Get a Co-Signer on a Loan. If you can find a friend or relative that will agree to be a co-signer on a loan or credit card, this will help your credit immensely. It might be hard to find someone to put their credit on the line for you, but you will never know until you ask.
Open a Department Store Charge Account. This type of credit account is generally very easy to get but they can have high-interest rates. One suggestion is to get a charge account at a department store that you like to shop at and use it a few times each month. The most important part of this plan is to make sure you pay off the balance at the end of each month. You don’t want to pay that high-interest rate and you want this account showing activity and responsible management — both are great in increasing your credit score.

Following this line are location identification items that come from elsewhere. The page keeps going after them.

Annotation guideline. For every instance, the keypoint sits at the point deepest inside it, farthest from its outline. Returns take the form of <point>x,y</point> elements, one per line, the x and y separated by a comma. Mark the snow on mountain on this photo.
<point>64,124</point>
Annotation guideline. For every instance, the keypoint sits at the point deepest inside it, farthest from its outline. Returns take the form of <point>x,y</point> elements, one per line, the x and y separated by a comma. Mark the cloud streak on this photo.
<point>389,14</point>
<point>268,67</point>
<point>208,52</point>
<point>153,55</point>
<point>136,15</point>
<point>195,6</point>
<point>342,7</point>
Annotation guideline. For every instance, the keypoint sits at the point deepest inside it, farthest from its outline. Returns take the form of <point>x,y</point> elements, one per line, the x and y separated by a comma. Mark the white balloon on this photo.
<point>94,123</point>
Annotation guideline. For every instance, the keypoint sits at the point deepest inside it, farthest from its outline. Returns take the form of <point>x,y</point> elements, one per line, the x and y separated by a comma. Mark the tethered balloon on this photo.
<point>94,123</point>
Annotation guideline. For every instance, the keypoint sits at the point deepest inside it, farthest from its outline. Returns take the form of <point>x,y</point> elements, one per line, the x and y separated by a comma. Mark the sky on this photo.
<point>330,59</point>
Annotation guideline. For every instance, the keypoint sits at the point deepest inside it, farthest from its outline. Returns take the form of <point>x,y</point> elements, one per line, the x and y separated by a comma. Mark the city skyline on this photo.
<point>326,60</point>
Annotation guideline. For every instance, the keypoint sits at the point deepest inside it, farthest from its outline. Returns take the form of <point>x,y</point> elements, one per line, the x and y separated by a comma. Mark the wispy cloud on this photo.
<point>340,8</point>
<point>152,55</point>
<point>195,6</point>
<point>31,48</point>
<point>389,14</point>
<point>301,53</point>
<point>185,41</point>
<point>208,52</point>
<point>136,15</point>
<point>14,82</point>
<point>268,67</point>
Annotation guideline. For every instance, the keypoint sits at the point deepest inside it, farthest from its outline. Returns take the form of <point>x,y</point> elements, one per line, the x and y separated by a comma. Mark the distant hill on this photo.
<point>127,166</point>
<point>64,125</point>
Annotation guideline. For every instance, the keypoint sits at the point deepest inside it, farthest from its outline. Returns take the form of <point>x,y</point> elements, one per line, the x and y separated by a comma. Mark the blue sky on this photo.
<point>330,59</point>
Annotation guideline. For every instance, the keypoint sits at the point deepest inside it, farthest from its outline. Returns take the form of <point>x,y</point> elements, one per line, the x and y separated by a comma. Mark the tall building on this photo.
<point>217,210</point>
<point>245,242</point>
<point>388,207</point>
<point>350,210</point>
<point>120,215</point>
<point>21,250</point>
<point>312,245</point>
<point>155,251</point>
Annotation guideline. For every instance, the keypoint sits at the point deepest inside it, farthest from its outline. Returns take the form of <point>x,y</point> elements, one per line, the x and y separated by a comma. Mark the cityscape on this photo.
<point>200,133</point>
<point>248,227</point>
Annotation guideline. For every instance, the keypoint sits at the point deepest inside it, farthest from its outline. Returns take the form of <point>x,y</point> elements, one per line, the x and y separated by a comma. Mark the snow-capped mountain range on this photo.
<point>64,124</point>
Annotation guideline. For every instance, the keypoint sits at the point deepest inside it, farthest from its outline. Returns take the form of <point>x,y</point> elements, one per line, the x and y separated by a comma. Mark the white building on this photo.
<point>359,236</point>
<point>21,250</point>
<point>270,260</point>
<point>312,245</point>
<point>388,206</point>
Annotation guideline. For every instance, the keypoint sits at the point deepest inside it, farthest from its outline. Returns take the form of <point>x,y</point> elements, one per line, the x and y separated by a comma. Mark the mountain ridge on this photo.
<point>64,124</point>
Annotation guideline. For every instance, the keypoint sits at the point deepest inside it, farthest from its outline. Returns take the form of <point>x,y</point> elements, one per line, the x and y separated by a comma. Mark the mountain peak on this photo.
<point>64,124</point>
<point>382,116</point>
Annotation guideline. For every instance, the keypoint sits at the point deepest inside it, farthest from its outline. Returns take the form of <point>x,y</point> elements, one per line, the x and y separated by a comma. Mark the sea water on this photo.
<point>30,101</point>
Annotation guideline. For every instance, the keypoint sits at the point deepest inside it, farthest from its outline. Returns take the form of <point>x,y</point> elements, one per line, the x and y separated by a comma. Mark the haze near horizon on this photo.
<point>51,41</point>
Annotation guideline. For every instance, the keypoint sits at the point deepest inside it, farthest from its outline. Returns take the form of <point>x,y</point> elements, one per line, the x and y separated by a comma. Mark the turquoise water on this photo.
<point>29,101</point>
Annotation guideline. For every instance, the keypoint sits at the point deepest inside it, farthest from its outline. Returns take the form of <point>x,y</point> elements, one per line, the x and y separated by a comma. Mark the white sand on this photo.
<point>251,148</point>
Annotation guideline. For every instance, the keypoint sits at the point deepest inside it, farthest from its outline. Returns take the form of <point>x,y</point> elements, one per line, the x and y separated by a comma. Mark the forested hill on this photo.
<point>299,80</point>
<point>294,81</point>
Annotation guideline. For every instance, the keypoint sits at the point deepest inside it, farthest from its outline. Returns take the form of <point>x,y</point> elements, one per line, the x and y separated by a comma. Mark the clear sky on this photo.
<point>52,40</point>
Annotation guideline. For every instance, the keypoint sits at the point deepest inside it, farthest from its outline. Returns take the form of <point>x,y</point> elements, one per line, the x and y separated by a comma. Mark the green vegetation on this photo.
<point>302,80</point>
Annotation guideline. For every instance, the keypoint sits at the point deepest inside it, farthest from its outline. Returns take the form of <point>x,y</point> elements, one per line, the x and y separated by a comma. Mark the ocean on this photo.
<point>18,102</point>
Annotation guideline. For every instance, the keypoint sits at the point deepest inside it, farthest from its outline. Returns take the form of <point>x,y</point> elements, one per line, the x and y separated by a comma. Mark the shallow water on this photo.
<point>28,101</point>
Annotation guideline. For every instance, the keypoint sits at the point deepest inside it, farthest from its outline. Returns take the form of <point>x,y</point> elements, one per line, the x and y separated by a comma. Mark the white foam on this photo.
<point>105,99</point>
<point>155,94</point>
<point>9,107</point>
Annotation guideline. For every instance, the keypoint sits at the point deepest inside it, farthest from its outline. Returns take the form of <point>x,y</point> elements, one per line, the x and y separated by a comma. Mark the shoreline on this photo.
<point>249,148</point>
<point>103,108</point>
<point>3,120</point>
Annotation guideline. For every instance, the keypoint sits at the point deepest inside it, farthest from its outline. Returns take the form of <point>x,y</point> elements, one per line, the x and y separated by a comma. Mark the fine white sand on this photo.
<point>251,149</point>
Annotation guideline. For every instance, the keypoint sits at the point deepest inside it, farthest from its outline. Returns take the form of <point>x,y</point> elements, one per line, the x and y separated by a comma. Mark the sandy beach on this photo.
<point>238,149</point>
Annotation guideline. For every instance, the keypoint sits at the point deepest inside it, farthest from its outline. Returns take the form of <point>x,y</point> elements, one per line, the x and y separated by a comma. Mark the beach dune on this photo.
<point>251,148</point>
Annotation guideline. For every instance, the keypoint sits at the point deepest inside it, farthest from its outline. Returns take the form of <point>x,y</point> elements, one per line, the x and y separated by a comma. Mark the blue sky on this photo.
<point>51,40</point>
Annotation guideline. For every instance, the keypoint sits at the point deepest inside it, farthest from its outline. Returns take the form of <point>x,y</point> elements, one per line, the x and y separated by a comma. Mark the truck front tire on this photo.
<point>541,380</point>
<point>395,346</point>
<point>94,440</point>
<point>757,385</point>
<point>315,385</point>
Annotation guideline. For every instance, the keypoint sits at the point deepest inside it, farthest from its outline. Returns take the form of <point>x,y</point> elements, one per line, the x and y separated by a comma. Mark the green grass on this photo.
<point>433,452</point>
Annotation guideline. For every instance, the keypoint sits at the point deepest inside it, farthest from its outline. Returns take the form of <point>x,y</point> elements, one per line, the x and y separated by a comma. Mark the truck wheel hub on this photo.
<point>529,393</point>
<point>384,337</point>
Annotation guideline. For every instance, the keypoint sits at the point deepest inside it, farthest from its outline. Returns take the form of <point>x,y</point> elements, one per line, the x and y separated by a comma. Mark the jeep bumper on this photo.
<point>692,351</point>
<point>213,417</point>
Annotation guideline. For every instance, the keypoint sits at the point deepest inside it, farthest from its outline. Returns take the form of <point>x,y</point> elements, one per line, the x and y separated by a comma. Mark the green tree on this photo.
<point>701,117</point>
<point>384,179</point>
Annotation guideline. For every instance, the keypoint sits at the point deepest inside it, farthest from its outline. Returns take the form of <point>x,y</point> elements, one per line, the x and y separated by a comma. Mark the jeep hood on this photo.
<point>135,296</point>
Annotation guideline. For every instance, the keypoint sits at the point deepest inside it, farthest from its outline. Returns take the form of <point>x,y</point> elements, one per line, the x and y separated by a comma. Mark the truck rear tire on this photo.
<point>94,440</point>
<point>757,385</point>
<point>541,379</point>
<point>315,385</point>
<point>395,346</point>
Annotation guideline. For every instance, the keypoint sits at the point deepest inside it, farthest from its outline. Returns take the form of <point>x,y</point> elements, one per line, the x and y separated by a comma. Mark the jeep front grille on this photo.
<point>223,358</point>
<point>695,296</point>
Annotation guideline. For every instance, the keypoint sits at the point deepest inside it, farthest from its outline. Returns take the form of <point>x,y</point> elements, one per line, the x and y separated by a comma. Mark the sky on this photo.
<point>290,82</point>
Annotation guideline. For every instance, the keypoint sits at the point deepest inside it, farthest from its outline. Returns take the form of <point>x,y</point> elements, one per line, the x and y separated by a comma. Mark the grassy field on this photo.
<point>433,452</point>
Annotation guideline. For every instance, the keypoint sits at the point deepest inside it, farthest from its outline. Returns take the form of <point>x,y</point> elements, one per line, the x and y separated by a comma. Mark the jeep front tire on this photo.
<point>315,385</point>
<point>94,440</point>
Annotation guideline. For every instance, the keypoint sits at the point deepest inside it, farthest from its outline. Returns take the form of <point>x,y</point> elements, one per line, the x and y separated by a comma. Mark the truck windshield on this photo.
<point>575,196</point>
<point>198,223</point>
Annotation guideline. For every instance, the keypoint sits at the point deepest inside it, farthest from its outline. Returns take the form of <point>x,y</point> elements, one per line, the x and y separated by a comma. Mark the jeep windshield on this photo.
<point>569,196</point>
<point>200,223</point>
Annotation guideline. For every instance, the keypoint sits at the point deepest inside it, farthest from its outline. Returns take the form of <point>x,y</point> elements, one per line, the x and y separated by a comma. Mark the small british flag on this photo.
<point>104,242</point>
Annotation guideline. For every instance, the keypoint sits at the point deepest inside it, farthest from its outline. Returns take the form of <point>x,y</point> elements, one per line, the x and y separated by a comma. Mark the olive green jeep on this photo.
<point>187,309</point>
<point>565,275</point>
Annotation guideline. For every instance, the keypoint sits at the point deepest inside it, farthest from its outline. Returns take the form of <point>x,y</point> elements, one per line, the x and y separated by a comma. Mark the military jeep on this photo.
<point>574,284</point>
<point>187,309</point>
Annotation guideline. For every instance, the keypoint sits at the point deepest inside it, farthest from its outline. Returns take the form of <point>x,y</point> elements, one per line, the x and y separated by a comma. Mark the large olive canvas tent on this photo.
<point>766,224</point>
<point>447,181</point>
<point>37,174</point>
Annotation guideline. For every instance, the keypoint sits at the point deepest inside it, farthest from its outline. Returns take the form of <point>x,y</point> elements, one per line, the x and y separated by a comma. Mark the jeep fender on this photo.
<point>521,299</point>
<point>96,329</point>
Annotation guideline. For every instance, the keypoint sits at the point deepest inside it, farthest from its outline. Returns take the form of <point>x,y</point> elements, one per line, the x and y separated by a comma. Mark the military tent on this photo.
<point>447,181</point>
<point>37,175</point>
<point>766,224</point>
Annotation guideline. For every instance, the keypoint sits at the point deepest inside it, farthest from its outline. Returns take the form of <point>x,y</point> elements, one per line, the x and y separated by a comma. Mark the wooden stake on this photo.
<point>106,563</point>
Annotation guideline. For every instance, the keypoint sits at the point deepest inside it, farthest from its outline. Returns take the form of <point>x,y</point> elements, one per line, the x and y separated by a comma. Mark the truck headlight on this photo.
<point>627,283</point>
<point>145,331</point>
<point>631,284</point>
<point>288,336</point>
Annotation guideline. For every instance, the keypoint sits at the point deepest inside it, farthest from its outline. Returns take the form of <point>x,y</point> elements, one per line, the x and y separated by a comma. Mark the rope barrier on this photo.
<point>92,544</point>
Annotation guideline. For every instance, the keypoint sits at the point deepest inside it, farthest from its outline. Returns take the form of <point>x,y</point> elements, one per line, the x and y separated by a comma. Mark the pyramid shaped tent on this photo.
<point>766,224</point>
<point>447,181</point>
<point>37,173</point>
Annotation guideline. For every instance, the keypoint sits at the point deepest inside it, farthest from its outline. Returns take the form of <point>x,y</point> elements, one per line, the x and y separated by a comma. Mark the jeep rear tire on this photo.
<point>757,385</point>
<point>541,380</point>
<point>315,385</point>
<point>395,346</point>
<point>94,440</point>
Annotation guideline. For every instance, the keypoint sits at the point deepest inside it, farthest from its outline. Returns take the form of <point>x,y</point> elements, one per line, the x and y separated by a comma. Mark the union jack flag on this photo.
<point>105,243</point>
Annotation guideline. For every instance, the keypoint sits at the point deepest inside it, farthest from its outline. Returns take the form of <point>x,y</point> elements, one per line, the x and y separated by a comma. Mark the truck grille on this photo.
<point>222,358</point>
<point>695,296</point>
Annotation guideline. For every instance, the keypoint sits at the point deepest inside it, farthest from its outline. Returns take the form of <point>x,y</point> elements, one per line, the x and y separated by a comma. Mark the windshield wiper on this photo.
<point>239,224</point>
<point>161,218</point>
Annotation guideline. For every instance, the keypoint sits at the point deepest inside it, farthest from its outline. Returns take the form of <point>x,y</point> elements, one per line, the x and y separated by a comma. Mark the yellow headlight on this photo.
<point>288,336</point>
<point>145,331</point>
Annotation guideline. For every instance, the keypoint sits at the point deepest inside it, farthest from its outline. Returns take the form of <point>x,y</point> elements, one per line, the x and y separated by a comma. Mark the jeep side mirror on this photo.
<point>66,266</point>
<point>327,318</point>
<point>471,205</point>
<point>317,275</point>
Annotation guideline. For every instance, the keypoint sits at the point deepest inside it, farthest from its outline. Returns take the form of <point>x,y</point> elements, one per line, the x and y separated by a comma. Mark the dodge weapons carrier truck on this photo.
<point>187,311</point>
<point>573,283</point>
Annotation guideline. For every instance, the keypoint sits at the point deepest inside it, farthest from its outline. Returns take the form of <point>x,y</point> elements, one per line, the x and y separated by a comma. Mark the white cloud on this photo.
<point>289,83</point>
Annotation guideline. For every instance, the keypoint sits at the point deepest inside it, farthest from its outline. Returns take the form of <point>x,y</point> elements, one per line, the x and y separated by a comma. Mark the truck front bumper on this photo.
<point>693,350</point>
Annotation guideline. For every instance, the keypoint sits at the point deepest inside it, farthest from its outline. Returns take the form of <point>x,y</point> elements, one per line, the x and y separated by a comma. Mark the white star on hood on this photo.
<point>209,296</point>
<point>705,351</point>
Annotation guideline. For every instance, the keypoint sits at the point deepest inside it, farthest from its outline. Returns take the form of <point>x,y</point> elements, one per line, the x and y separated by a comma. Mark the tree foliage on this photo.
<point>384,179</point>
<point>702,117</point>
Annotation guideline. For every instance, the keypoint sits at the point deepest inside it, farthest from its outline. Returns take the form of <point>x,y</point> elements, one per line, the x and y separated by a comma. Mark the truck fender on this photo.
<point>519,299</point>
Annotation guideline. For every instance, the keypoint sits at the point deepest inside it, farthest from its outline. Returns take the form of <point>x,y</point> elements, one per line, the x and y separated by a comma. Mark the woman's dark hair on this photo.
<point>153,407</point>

Get a Secured Credit Card. If you are unable to get an unsecured credit card from a bank or credit union, then apply for a secured credit card instead. Yes, you do have to put up money in a savings account as collateral, but these cards do report activity to the credit bureaus which will help you re-establish a credit history. Make sure you read all the fine print before getting this card as there are some really, really bad ones, but there are some really great ones as well. Watch out for high fees, make sure they report to the CRA‘s, and see if it will eventually turn into an unsecured card after a year or two of on-time monthly payments.
Become an Authorized User on Someone’s Credit Card. I’ve talked about this option extensively in a previous article, and in the book HT Credit Solutions. Still a good option.
Having a steady source of income helps in all facets of recovery post-release. That and a true and real willingness to change one’s heart and mind for the better. With some tough personal management, both financial and emotional, there are no limits to what can be accomplished. We as a species have that history. Good luck on the journey back.